- Venue: Sliding Center Sanki, Krasnaya Polyana, Russia
- Dates: 8–13 February 2014
- Competitors: 110 from 24 nations

= Luge at the 2014 Winter Olympics =

Luge at the 2014 Winter Olympics was held at the Sliding Center Sanki near Krasnaya Polyana, Russia. The four events were scheduled for 8–13 February 2014.

In April 2011 the International Olympic Committee approved the addition of the mixed team relay event (one sled from each of the other three events compete per country), meaning luge will have four events on the program for the first time.
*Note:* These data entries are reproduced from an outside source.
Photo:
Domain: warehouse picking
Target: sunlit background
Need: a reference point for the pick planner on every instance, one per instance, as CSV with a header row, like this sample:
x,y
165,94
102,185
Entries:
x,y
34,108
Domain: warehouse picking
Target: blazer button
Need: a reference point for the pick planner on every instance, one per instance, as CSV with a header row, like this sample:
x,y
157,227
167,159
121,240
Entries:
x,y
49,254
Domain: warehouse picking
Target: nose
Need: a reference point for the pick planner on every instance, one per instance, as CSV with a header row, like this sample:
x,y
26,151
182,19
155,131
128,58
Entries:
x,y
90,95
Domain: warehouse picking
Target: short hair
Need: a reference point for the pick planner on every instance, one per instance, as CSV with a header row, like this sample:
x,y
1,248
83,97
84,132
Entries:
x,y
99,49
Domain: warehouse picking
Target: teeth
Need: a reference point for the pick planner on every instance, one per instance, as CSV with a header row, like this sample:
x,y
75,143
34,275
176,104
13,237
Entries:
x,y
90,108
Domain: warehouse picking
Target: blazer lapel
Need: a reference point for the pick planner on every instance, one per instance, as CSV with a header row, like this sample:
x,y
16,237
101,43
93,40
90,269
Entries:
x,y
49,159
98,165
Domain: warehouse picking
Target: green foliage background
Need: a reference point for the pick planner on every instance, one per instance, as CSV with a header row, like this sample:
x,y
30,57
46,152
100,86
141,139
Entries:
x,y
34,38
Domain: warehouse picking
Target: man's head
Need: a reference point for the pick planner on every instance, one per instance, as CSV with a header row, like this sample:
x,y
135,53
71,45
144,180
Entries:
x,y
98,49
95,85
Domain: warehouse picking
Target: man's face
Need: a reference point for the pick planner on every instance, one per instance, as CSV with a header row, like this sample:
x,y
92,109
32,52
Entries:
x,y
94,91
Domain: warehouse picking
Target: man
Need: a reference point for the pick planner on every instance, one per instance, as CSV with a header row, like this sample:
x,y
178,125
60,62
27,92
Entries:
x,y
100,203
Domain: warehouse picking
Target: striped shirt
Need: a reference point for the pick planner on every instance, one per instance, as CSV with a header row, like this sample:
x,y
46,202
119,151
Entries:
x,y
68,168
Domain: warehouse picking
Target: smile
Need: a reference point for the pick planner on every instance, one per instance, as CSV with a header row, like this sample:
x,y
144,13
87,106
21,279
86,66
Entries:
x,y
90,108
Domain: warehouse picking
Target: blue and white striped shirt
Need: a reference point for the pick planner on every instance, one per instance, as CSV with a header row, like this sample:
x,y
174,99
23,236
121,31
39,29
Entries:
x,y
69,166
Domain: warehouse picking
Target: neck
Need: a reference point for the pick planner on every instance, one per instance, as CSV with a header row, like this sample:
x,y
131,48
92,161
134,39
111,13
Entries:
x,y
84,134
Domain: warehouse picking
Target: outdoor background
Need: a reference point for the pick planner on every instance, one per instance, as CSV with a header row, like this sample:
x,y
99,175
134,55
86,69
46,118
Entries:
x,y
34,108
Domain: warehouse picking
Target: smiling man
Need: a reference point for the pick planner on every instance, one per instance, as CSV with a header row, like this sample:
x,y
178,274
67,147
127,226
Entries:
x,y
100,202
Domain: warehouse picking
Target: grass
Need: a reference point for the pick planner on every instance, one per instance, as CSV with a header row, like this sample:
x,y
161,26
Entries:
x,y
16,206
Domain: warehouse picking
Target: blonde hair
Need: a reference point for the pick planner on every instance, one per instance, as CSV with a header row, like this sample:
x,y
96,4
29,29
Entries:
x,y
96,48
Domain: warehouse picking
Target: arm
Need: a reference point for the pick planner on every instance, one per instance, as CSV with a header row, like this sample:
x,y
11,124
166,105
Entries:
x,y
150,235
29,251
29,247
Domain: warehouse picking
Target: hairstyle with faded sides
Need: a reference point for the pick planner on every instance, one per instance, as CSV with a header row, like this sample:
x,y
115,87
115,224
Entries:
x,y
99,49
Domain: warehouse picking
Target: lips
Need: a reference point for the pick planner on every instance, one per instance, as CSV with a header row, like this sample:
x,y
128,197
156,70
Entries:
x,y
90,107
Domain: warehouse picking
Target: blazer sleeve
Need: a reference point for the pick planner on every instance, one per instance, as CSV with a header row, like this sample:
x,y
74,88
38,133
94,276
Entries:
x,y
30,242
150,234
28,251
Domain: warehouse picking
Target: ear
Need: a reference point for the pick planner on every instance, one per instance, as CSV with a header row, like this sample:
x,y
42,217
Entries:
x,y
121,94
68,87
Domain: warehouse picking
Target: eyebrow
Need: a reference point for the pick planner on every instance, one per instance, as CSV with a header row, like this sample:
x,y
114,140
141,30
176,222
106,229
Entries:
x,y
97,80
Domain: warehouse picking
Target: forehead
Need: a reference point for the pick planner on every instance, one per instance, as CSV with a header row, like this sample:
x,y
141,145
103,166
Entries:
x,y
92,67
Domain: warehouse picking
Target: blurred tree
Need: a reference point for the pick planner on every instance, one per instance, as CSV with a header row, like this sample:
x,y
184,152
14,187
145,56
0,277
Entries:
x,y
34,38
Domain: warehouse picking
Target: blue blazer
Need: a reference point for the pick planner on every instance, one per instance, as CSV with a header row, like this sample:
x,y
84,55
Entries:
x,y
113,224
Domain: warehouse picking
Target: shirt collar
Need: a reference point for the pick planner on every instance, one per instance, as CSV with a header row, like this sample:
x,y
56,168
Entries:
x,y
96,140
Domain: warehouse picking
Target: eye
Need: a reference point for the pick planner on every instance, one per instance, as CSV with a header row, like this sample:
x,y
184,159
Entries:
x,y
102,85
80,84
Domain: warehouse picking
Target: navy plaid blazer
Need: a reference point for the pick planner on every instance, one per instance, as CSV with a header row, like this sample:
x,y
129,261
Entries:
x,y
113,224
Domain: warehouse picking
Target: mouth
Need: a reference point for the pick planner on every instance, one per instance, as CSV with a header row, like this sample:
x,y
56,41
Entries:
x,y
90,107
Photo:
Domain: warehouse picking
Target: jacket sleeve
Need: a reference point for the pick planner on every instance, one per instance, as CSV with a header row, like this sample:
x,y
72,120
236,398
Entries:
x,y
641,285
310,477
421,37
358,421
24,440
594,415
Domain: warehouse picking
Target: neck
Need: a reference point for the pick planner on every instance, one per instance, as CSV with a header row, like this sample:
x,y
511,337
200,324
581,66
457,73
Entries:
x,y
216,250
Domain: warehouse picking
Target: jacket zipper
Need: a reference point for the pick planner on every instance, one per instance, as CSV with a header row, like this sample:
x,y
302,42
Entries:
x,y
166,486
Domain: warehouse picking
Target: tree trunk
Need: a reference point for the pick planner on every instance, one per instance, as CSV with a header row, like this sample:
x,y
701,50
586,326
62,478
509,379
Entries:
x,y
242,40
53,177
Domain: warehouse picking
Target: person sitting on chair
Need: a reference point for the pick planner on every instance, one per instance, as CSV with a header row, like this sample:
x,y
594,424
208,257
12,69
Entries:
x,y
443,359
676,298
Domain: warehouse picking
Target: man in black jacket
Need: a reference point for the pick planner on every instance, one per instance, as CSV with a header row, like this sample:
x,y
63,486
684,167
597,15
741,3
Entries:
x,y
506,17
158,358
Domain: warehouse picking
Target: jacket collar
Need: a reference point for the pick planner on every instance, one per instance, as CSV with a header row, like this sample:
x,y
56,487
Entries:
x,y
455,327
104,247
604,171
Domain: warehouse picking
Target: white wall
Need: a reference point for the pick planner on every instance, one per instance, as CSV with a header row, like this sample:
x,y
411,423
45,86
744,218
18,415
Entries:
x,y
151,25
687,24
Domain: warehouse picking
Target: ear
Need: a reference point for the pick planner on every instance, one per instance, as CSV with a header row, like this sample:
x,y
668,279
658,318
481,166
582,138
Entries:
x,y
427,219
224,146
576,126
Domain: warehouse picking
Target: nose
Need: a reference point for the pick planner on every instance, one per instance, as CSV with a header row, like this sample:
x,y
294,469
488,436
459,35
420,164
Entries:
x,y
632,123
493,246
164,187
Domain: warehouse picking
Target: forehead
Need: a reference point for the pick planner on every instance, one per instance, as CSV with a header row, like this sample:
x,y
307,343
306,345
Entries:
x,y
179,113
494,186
In December 2017, IOC concluded that two Russian lugers Albert Demchenko and Tatiana Ivanova had committed an anti-doping violation and stripped Russia of 2 silver medals. In January 2018, both athletes successfully appealed against the IOC decision at the Court of Arbitration for Sport and both medals were returned to Russia.

==Competition schedule==
The following is the competition schedule for all four events.
All times are (UTC+4).

| Date | Time | Event |
|---|---|---|
| 8 February | 18:30 | Men's singles runs 1 and 2 |
| 9 February | 18:30 | Men's singles runs 3 and 4 |
| 10 February | 18:45 | Women's singles runs 1 and 2 |
| 11 February | 18:30 | Women's singles runs 3 and 4 |
| 12 February | 18:15 | Doubles runs 1 and 2 |
| 13 February | 20:15 | Team relay |

==Medal summary==
===Medal table===

| Rank | Nation | Gold | Silver | Bronze | Total |
| 1 | Germany | 4 | 1 | 0 | 5 |
| 2 | Russia* | 0 | 2 | 0 | 2 |
| 3 | Austria | 0 | 1 | 0 | 1 |
| 4 | Latvia | 0 | 0 | 2 | 2 |
| 5 | Italy | 0 | 0 | 1 | 1 |
| United States | 0 | 0 | 1 | 1 |
| Totals (6 entries) |  | 4 | 4 | 4 | 12 |

===Events===
| Men's singles | | 3:27.526 | | 3:28.002 | | 3:28.797 |
| Women's singles | | 3:19.768 | | 3:20.907 | | 3:21.145 |
| Doubles | | 1:38.933 | | 1:39.455 | | 1:39.790 |
| Team relay | Natalie Geisenberger Felix Loch Tobias Arlt Tobias Wendl | 2:45.649 | Tatiana Ivanova Albert Demchenko Alexander Denisyev Vladislav Antonov | 2:46.679 | Elīza Tīruma Mārtiņš Rubenis Andris Šics Juris Šics | 2:47.295 |

| Event | Gold |  | Silver |  | Bronze |  |
|---|---|---|---|---|---|---|
| Men's singles details | Felix Loch Germany | 3:27.526 | Albert Demchenko Russia | 3:28.002 | Armin Zöggeler Italy | 3:28.797 |
| Women's singles details | Natalie Geisenberger Germany | 3:19.768 | Tatjana Hüfner Germany | 3:20.907 | Erin Hamlin United States | 3:21.145 |
| Doubles details | Tobias Wendl and Tobias Arlt Germany | 1:38.933 | Andreas Linger and Wolfgang Linger Austria | 1:39.455 | Andris Šics and Juris Šics Latvia | 1:39.790 |
| Team relay details | Germany Natalie Geisenberger Felix Loch Tobias Arlt Tobias Wendl | 2:45.649 | Russia Tatiana Ivanova Albert Demchenko Alexander Denisyev Vladislav Antonov | 2:46.679 | Latvia Elīza Tīruma Mārtiņš Rubenis Andris Šics Juris Šics | 2:47.295 |

==Qualification==

A total quota of 110 athletes were allowed to compete at the Games. Countries were assigned quotas using the world rankings of results from 1 November 2012 to 31 December 2013.

==Participating nations==
110 athletes from 24 nations were participating. Both Kazakhstan and Tonga (also making its Winter Olympics debut) marked their first Olympic appearances in the sport. India's athlete competed as an Independent Olympic Participants, as the Indian Olympic Association was suspended by the International Olympic Committee; the suspension was later lifted, but not before India's athlete had already competed under the Independent Olympic Participant banner. IOC decision to disqualify Russia was nullified by the Court of Arbitration for Sport.